Common Sense: Is It Really All That Common Among Young People?

by Linda Lyons

Thousands of onlookers gathered along the streets of Ann Arbor, Mich., on April 17, to watch University of Michigan students perform their annual rite of spring -- the Naked Mile run. Many were disappointed. In past years, the event -- which first took place in 1986, and which university officials have historically condemned as illegal and dangerous -- has drawn hundreds of runners in the buff. Participation has steadily declined in recent years; this year, only about 20 runners showed up, and most of them ran in their underwear.

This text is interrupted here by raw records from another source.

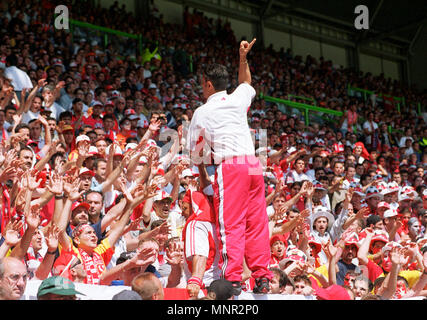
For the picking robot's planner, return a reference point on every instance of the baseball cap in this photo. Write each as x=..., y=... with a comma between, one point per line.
x=57, y=285
x=127, y=295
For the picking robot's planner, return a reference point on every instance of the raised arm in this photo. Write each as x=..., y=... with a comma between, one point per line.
x=362, y=254
x=244, y=71
x=47, y=136
x=46, y=265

Whatever the reason for the decline of the Naked Mile, it suggests the question: Is the current generation of young adults more sensible than they're often given credit for? The answer depends on whom you ask. When asked in a 2000 Gallup Youth Survey* if, "young people today are more levelheaded and have more common sense than young people did, say, 25 years ago, or not," teens are evenly divided on the issue -- 44% said yes and 47% said no.

But when adults were asked the same question in October 2000**, they did not equivocate. A solid majority, 66%, said that young people today do not have as much common sense as those 25 years ago, and 12% said that young people's amount of common sense has stayed about the same. Only 19% said that young people today are more sensible than those of the previous generation. Adult confidence in the sensibility of modern youth seems to have decreased drastically in the past 50 years. When Gallup asked the same question in 1949, 42% of adults said young people today are more levelheaded than those of the past.

Many Gallup Youth Surveys appear to support the idea that teens today are more sensible than teens in the 1970s. As has been previously reported (see Related Items at right), the percentage of high school teens who smoke cigarettes, drink alcohol and experiment with marijuana has declined dramatically over the last two decades -- as much as 50% in each of the categories. Sixty-three percent (63%) of teens today plan to attend college full time, compared to only 46% of teens in 1983. And today's high school teens would prefer to be known as the "top student in their class" rather than a jock or the best-looking boy or girl.

As for the University of Michigan students who chose not to run the Naked Mile (or at least decided to don underwear beforehand) -- their decision may have had as much to do with the university's weeks-long campaign to discourage students from running as it did with the very sensible fear of being groped, videotaped, arrested or worse -- reported to their parents.

*Findings for teens are based on telephone interviews with a representative national sample of 501 teen-agers, aged 13 to 17, conducted December 2000 through February 2001. For results based on this sample, one can say with 95% confidence that the margin of sampling error is ±5%.

**Findings for adults are based on telephone interviews with a representative sample of 1,004 adults, 18 years and older, conducted in October 2000. For results based on the total sample of national adults, one can say with 95% confidence that the margin of sampling error is ±3%.